BPM Quotes of the week

On Social BPM – Stuart Chandler

With such emerging trends all set to revolutionize business processes, I feel the greatest impact on how we ‘do’ our BPM is yet to be unleashed. With customer interactions transcending business boundaries and realigning the way businesses think and act, social BPM is BPM’s opportunity to brace itself for today’s increasingly ‘social’ world

On Social BPMN – Marco Brambilla

However, no appropriate notation has been devised for specifying social aspects within business process models. We propose a first attempt towards the extension of business process notations with social features. In particular, we devise an extension of the BPMN notation for capturing social requirements. Such extension does not alter the semantics of the language: it includes a set of new event types and task types, together with some annotation for the pool/lane levels.

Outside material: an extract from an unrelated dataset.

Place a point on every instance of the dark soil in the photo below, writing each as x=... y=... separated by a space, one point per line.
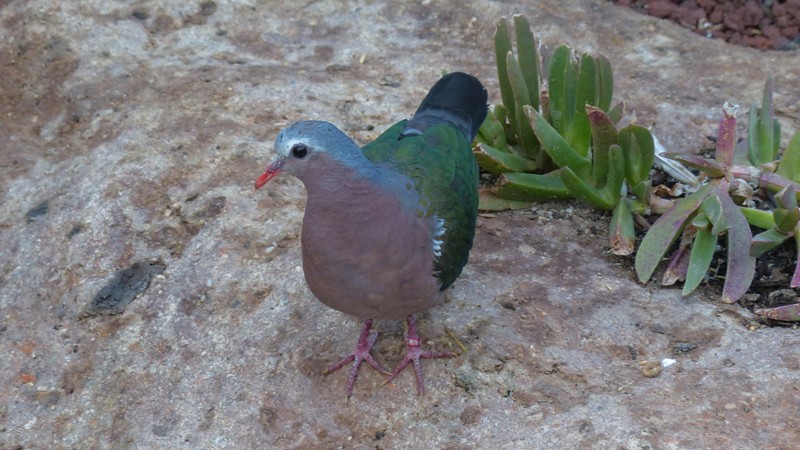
x=764 y=24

It actually exploits the extensibility features of BPMN 2.0

On BPM First Projects – David Brakoniecki

In my experience, successful first-time BPM projects more commonly start with a business problem with no obvious cost-effective technology solution. In other words, a business comes to BPM because they have a project rather than going to find a project because they have a BPMS.

On BPM and Improving – Chris Taylor

O’Neill could have been a BPM expert when he said “A man’s work is in danger of deteriorating when he thinks he has found the one best formula for doing it. If he thinks that, he is likely to feel that all he needs is merely to go on repeating himself…so long as a person is searching for better ways of doing his work, he is fairly safe.” He was a Nobel laureate in Literature and, we can agree, pretty insightful.

On BPM Connectivity – Andrew Smith

When looking at BPM (Business Process Management) solutions, or talking about BPM the concept, many of us think of how it relates to actual business processes or business goals, cases, targets etc. This is the main aim of BPM, to address how a business achieves a goal or carries out “work”, agreed? Ok, but my observation is, Is this right? Does the term BPM limit our thinking in real sense?

On Process Mining – Anne Rozinat

So, in my view process invisibility is a major driver for process mining. For example: People are not following the work instructions (because they don’t suit them or because they are not trained well) and nobody is aware of it, Nobody has an overview about the end-to-end process with all its variations, Performance and quality problems appear on the surface (complaints by the customer) but it’s unclear where these problems stem from.